Son yıllarda uzayda bulunan enkazlar büyük bir sorun haline gelmiştir. Günümüzde uzayda yaklaşık olarak 2 bin çalışan uydu bulunmaktadır ancak şu anda uzayda kullanılamaz hale gelmiş yaklaşık 3 bin uydu bulunmaktadır. Bu uydulara 15 bin küçük parça ve 150 bin takip edilemeyen enkaz parçası eşlik etmektedir. Gelecekte geniş kapsama alanı ve düşük gecikmeli telekomünikasyon hizmetleri sunmak için artan bir uydu sayısı beklenmektedir.
Uzay çöplerinin artışı, ülkelerin gökyüzündeki faaliyetlerine zarar verebileceği uyarısını yapmıştır. Türksat Uydu Programları Direktörü Fatih Ayhan, potansiyel çarpışma risklerinin arttığını belirtmiştir. Ayrıca ortaya atılan bir teori olan ‘Kessler Sendromu’na göre, uzay aktiviteleri sonucunda artan uzay çöplerinin zincirleme bir etki yaratarak tüm uzay araçlarına zarar verebileceği düşünülmektedir. Bu durumun önlenmemesi halinde ciddi kazaların yaşanabileceği belirtilmektedir.

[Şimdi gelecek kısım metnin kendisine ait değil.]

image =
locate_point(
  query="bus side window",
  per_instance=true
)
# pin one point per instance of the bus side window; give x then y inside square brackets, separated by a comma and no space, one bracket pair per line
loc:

Uzay çöplerine karşı çözümler aranmaktadır. Türksat Uydu Programları Direktörü Fatih Ayhan, yörüngedeki nesnelerin takip edilmesinin önemini vurgulamıştır. Ayrıca uzay çöplerinin toplanması ve atmosferde yanmalarının sağlanması için teknolojilerin geliştirilmesi gerektiği de belirtilmiştir. Ülkelerin iş birliği yaparak uzay çöpleri sorununa çözüm üretmelerinin zorunluluk haline geldiği ifade edilmiştir.
Türkiye’nin uzay çöpleriyle mücadelede daha aktif rol alması gerektiği belirtilmektedir. Ayhan, radar ve teleskop sistemlerinin genişletilmesinin Türkiye’nin uzaydaki varlığını artıracağını belirtmiştir. Ayrıca uzay ajansları ve ülkeler arasında iş birliğinin artırılması ve uzay çöpleriyle ilgili veri paylaşımının önemine vurgu yapılmıştır. Uzay araçlarının güvenli bir şekilde yörüngeden çıkartılması için doğru sistemlerin kullanılması gerektiği üzerinde de durulmuştur.
Uzay çöpleri konusunda milli çözümler geliştirilmesinin Türkiye’ye birçok avantaj sağlayabileceği belirtilmektedir. Bilimsel, ekonomik, güvenlik ve çevresel alanlarda Türkiye’ye katkılar sağlayacak olan bu teknolojiler, aynı zamanda uluslararası rekabeti artıracak ve ihracat potansiyeli yaratacaktır. Yapılacak yatırımlar sayesinde Türkiye’nin teknolojik olarak gelişmesi ve stratejik öneme sahip olması hedeflenmektedir. Küresel arenada bu alanda aktif olmanın prestij ve diplomatik ilişkiler açısından da önemli olduğu vurgulanmaktadır.